Defesa de dissertação (13/09/2023): Jéssica da Silva Costa 

Discente: Jéssica da Silva Costa

Título: Métodos Baseados em Homologia e Aprendizado de Máquina para Identificação de Proteínas Essenciais

Orientadora: Kele Teixeira Belloze

Banca: Kele Teixeira Belloze (CEFET/RJ), Eduardo Bezerra (CEFET/RJ), Diogo Antonio Tschoeke (Coppe/UFRJ), Victor Ströele de Andrade Menezes (UFJF)

Dia/hora: 13 de setembro de 2023, às 8:00.
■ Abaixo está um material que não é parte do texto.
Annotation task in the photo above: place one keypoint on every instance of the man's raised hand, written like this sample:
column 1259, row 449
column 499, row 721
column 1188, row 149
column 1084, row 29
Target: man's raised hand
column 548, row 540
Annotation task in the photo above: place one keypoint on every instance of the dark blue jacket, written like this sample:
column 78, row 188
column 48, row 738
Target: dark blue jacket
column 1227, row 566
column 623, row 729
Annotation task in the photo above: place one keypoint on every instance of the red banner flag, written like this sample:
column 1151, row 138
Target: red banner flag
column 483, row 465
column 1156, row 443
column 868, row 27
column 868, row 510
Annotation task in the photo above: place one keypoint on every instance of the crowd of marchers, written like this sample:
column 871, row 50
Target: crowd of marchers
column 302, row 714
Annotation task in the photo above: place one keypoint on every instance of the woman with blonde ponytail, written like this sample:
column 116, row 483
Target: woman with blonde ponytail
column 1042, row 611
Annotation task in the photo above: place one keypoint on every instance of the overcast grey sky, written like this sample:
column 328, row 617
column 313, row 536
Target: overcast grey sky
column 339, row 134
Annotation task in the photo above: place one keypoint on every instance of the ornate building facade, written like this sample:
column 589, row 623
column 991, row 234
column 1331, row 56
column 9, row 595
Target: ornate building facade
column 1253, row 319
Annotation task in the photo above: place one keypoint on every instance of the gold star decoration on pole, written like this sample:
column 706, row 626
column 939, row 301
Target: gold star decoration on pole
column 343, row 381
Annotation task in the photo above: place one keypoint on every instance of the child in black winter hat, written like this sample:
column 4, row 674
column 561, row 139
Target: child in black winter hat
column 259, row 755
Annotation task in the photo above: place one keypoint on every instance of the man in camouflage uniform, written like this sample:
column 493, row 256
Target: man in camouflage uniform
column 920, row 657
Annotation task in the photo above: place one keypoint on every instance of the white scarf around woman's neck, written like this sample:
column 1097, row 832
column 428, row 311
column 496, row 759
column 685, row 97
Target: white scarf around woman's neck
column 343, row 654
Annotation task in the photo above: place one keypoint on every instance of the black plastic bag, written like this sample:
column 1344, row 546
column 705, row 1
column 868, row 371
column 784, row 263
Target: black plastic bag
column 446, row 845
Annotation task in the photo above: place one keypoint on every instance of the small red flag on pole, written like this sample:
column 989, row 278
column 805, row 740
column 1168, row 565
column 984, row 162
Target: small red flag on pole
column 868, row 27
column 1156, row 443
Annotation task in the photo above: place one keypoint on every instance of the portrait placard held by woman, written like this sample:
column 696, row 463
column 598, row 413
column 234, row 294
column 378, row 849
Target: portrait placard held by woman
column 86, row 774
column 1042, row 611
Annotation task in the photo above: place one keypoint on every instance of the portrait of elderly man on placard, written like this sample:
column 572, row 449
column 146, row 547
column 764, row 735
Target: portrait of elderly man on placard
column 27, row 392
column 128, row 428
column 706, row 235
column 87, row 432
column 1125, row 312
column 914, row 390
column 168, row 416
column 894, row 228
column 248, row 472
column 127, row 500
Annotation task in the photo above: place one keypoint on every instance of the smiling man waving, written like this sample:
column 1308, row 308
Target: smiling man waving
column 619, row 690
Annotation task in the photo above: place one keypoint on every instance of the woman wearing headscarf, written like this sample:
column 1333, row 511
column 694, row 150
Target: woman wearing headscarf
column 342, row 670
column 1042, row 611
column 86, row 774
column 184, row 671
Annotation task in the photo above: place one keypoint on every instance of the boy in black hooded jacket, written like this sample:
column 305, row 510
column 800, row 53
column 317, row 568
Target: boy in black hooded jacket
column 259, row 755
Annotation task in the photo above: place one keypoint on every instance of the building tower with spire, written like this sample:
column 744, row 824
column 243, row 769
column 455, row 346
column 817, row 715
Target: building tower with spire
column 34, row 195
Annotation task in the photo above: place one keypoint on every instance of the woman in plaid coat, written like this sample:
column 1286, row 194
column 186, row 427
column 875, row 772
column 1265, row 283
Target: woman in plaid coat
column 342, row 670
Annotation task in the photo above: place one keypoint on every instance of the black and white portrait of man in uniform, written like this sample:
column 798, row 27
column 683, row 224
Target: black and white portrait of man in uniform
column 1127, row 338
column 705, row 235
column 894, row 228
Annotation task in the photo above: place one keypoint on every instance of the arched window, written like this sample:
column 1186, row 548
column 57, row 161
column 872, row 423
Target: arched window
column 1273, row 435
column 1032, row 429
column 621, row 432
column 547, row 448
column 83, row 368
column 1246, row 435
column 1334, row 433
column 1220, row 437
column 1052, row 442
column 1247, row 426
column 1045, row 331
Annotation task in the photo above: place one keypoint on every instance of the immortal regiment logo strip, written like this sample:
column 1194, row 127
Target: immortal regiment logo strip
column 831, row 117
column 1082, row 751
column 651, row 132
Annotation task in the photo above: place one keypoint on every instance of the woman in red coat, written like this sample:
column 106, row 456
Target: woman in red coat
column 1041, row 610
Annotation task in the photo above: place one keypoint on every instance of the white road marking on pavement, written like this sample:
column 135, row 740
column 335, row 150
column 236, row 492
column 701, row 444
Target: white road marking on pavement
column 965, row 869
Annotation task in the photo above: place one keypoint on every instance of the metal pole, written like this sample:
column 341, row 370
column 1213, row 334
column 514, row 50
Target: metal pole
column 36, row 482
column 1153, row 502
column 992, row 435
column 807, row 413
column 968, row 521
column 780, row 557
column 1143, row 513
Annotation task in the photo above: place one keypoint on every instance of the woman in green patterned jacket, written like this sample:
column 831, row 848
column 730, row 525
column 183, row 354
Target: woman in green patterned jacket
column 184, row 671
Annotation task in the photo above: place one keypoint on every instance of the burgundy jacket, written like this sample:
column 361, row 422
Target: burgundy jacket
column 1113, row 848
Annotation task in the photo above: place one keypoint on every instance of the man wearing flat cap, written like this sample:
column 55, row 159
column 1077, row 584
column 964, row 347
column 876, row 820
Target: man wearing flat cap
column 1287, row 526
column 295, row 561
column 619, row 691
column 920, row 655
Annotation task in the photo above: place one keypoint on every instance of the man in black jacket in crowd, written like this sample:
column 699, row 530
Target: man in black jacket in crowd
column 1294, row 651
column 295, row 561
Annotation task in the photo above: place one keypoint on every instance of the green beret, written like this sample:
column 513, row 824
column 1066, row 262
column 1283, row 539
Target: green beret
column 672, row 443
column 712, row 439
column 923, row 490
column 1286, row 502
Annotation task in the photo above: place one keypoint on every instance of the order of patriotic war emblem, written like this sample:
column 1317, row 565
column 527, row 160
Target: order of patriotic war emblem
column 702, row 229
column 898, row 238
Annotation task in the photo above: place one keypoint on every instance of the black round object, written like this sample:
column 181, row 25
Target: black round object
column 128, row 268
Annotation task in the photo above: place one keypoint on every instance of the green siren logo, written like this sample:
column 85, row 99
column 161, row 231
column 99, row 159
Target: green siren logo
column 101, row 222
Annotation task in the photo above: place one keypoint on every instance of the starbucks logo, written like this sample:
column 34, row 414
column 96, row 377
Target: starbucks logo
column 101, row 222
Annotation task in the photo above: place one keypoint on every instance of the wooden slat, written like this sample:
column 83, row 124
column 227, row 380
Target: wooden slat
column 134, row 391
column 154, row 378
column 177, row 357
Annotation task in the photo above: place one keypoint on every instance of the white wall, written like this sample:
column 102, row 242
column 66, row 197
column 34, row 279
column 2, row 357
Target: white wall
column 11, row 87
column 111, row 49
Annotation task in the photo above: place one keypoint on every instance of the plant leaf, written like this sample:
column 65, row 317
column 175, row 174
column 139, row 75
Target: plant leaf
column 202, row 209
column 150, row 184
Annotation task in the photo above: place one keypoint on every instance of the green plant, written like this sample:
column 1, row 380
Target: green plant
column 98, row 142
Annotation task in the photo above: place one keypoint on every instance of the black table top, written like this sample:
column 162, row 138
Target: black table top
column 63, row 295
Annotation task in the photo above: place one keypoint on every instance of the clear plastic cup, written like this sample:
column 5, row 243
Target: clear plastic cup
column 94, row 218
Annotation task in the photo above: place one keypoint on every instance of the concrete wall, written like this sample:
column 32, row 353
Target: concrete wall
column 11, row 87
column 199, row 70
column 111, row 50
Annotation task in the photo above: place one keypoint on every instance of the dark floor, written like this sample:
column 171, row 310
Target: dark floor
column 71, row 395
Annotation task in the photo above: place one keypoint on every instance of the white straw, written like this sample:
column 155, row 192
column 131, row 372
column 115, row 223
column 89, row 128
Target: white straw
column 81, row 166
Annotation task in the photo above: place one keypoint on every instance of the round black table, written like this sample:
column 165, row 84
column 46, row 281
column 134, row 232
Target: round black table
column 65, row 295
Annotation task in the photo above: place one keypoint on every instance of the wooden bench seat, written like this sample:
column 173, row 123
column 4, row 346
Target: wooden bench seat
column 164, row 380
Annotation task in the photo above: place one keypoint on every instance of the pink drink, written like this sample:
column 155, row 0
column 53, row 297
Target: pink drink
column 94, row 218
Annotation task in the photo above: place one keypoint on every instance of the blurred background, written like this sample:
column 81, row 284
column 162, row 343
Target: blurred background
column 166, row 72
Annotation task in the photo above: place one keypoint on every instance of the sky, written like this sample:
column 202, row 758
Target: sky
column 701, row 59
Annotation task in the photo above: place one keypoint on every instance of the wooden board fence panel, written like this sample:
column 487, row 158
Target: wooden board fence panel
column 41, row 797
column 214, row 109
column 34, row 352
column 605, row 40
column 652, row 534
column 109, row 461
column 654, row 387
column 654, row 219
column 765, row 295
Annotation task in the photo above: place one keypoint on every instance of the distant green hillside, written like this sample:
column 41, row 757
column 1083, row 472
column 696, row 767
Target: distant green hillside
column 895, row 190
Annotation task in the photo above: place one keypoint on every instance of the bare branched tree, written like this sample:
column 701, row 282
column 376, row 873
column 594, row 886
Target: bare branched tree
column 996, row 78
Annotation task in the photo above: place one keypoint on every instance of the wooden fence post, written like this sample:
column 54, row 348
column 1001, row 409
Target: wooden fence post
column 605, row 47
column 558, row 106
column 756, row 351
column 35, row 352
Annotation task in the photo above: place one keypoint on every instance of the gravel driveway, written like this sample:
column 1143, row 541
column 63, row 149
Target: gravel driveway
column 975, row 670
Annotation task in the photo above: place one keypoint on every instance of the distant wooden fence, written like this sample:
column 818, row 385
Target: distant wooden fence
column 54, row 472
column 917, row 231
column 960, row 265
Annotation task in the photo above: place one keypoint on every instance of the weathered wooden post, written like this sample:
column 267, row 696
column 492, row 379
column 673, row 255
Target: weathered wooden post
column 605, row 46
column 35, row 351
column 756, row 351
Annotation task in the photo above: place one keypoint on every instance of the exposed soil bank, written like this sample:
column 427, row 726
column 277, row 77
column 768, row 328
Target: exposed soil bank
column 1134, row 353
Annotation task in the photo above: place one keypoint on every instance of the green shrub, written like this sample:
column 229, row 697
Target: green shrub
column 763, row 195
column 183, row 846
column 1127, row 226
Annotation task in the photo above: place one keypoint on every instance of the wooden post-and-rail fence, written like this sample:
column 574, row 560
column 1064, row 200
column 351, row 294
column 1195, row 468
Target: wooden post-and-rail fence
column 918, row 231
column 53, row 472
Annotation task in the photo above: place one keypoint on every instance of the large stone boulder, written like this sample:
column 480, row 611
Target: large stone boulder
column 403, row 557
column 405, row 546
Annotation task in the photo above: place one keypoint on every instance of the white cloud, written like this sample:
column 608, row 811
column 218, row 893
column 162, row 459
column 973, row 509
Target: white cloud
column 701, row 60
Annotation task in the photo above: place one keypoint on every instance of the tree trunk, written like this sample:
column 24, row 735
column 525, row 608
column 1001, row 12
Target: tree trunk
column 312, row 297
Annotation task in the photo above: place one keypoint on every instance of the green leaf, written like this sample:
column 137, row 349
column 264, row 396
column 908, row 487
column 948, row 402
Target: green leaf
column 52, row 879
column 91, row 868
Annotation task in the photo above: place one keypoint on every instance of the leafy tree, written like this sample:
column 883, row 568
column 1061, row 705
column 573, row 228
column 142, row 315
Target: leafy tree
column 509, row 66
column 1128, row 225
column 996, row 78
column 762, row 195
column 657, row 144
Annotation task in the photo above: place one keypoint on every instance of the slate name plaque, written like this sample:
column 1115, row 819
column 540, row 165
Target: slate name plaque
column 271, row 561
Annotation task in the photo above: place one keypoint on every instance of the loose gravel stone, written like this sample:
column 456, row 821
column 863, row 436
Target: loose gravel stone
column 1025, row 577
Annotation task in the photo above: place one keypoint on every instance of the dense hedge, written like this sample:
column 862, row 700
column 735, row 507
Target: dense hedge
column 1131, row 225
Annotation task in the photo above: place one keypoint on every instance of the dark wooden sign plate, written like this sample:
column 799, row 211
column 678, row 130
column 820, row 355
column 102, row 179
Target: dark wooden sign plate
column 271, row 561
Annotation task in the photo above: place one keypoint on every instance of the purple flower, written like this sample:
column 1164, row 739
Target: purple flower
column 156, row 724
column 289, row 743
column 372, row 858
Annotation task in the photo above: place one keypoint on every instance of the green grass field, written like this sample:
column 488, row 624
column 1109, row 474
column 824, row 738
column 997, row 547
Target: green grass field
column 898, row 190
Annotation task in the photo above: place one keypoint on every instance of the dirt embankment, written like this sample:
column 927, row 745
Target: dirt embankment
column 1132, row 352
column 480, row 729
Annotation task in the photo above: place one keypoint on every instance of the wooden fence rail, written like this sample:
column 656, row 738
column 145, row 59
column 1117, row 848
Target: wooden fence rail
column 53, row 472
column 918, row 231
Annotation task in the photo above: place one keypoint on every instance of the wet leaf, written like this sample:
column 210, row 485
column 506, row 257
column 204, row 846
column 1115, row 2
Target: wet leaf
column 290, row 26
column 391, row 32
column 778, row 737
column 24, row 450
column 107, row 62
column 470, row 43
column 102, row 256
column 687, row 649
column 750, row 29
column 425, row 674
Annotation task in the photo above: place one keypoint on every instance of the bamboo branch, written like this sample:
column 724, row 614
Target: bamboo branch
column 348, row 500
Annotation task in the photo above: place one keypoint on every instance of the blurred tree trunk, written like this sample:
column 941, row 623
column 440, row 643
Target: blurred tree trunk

Link da sala: https://teams.microsoft.com/l/meetup-join/19%3a8bd040fc5e004447b6a1fa09484d81d0%40thread.tacv2/1694208843103?context=%7b%22Tid%22%3a%228eeca404-a47d-4555-a2d4-0f3619041c9c%22%2c%22Oid%22%3a%22d0ca0ae9-1955-4759-a7ad-0b2fa49dbe55%22%7d

Resumo: 

O desenvolvimento de um fármaco costuma ser um processo complexo e demorado. Principalmente na fase inicial, a seleção de um alvo para desenvolvimento de fármacos pode demorar muitos anos. Genes e proteínas essenciais são entidades biológicas responsáveis por processos biológicos de sobrevivência e reprodução dos organismos. Genes e proteínas com relação de ancestralidade, em organismos de espécies diferentes, costumam conservar a função. Além disso, estudos indicam que genes essenciais tendem a ter maior expresão e codificam proteínas  que se envolvem em mais interações proteína-proteína. Todas essas características tornam proteínas  essenciais potenciais alvos de fármacos. Muitos trabalhos na literatura propõem abordagens biológicas e computacionais para identificação de essencialidade. Diante disso, este trabalho apresenta dois workflows para identificação de características de essencialidade em proteínas  para alvos de fármacos do organismo alvo S. mansoni. Para isso foram abordados um método baseado em homologia e outro método baseado em aprendizado
de máquina com os organismos modelos modelo S. cerevisiaeC. elegans e D. melanogaster. O método baseado em homologia identificou cerca de 11 proteínas  candidatas a essenciais com o grupo de organismos modelo e o organismo S. mansoni. Entre os pares, a maior quantidade de candidatas foi com S. cerevisiae onde foram identificadas 726 proteínas  candidatas a essenciais. Já o método baseado em aprendizado de máquina, experimentos realizados com três algoritmos baseados em árvore, com caracteríssticas baseadas em contexto (PPI) e baseadas em sequência, apontaram melhores valores de recall com o uso da técnica de Undersampling. Em termos quantitativos,cerca de 4000 proteínas foram preditas como essenciais nos algoritmos XGBoost e GradientBoosting e 3800 proteínas  para o algoritmo Random Forest. Cerca de 3300 proteínas  foram preditas como essenciais pelos três algoritmos trabalhados, o que demonstrou certa semelhança entre os resultados dos algoritmos.